The Hopfield Model
partition function:
$$ Z = \text{Tr}_{S}\exp{(-\beta H\{S\})} $$
energy function:
$$ H_{0} = -\frac{1}{2N}\sum_{\mu=1}^{p}\left( \sum_{i}S_{i}\xi_{i}^{\mu} \right)^{2} + \frac{p}{2} $$
Hopfield 网络的 energy function:
$$ H = -\frac{1}{2}\sum_{i,j}J_{ij}S_{i}S_{j} $$
Hebb’s rule:
$$ J_{ij} = \frac{1}{N}\sum_{\mu=1}^{p}\xi_{i}^{\mu}\xi_{j}^{\mu} $$
将 Hebb’s rule 代入 energy function:
$$ H = -\frac{1}{2}\sum_{i,j}\left(\frac{1}{N}\sum_{\mu=1}^{p}\xi_{i}^{\mu}\xi_{j}^{\mu}\right)S_{i}S_{j} = -\frac{1}{2N}\sum_{\mu=1}^{p}\left(\sum_{i}S_{i}\xi_{i}^{\mu}\right)^{2} $$
假设 $\xi_{i}^{\mu}$ 是独立同分布的随机变量, 取值为 $\pm 1$ 且概率相等. 那么定义随机变量
$$ X^{\mu} \equiv \sum_{i=1}^{N}S_{i}\xi_{i}^{\mu} $$
则
$$ (X^{\mu})^{2} = \sum_{ij}S_{i}S_{j}\xi_{i}^{\mu}\xi_{j}^{\mu} $$
期望
$$ \langle (X^{\mu})^{2}\rangle = \sum_{ij}S_{i}S_{j}\langle\xi_{i}^{\mu}\xi_{j}^{\mu}\rangle $$
- 当 $i\neq j$ 时, $\xi_{i}$ 和 $\xi_{j}$ 互相独立, 则 $\langle \xi_{i}^{\mu}\xi_{j}^{\mu}\rangle = \langle\xi_{i}^{\mu}\rangle\langle\xi_{j}^{\mu}\rangle = 0$;
- 当 $i = j$ 时, $\langle (\xi_{i}^{\mu})^{2}\rangle = 1$
因此合并得到 $\langle\xi_{i}^{\mu}\xi_{j}^{\mu}\rangle = \delta_{ij}$. 于是
$$ \langle (X^{\mu})^{2}\rangle = \sum_{ij}S_{i}S_{j}\delta_{ij} = N $$
所以
$$ \langle H\rangle = -\frac{1}{2N}\sum_{\mu=1}^{p}\langle (X^{\mu})^{2}\rangle = -\frac{1}{2N}\cdot p\cdot N = -\frac{p}{2} $$
在后面加上相抵的常数项 $\frac{p}{2}$ 使得 $\langle H_{0}\rangle = 0$.

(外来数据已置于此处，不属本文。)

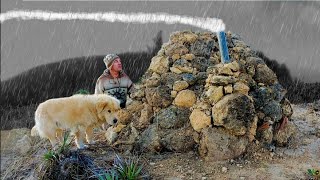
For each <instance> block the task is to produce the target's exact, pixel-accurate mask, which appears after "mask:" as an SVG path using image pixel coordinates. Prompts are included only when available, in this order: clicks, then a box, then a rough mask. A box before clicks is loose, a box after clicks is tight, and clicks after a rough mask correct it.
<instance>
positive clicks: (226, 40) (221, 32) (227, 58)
mask: <svg viewBox="0 0 320 180" xmlns="http://www.w3.org/2000/svg"><path fill="white" fill-rule="evenodd" d="M218 41H219V48H220V54H221V62H222V63H223V64H227V63H230V58H229V52H228V46H227V40H226V33H225V32H223V31H221V32H219V33H218Z"/></svg>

定义 $\alpha = \frac{p}{N}$.
Mean Field Theory for $\alpha=0$
设外场 $h^{\mu}\xi_{i}^{\mu}$, 则
$$ H = H_{0} - \sum_{\mu}h^{\mu}\sum_{i}\xi_{i}^{\mu}S_{i} $$
partition function:
$$ Z = e^{-\beta p/2}\text{Tr}_{S}\exp{\left[ \frac{\beta}{2N}\sum_{\mu}{{\color{red}{\left(\sum_{i}S_{i}\xi_{i}^{\mu}\right)^{2}}}} + \beta\sum_{\mu}h^{\mu}\sum_{i}\xi_{i}^{\mu}S_{i} \right]} $$
由于存在二次项, 所以无法拆分为 $N$ 个 exp 乘积.
技巧:
$$ \int_{-\infty}^{\infty}e^{-ax^{2}\pm bx}\mathrm{d}x = \sqrt{\frac{\pi}{a}}e^{\frac{b^{2}}{4a}} $$
反向使用该公式, 将 $e^{x^{2}}$ 化为积分式:
$$ \frac{\beta}{2N}\left(\sum_{i}S_{i}\xi_{i}^{\mu}\right)^{2} = \frac{b^{2}}{4a} \Rightarrow \begin{cases} b &= \beta \sum_{i}S_{i}\xi_{i}^{\mu}\\ a &= \frac{\beta N}{2} \end{cases} $$
引入辅助积分变量 $m^{\mu}$, 即有
$$ \exp{\left[ \frac{\beta}{2N}\left(\sum_{i}S_{i}\xi_{i}^{\mu}\right)^{2} \right]} = \left(\frac{\beta N}{2\pi}\right)^{\frac{1}{2}}\int\mathrm{d}m^{\mu}\exp{\left[ -\frac{1}{2}\beta N(m^{\mu})^{2} + \beta m^{\mu}\sum_{i}\xi_{i}^{\mu}S_{i} \right]} $$
原指数中的一次项即可合并入各 $\mu$ 的指数积分中:
$$ Z = e^{-\beta p/2}\left(\frac{\beta N}{2\pi}\right)^{\frac{p}{2}} \times \text{Tr}_{S}\prod_{\mu}\int\mathrm{d}m^{\mu}\exp{\left[ -\frac{1}{2}\beta N(m^{\mu})^{2} + \beta (m^{\mu} + h^{\mu})\sum_{i}\xi_{i}^{\mu}S_{i} \right]} $$
将 $m^{\mu}, h^{\mu}, \xi_{i}^{\mu}$ 合并写作含 $p$ 个分量的矢量形式 $\vec{m},\vec{h},\vec{\xi}_{i}$.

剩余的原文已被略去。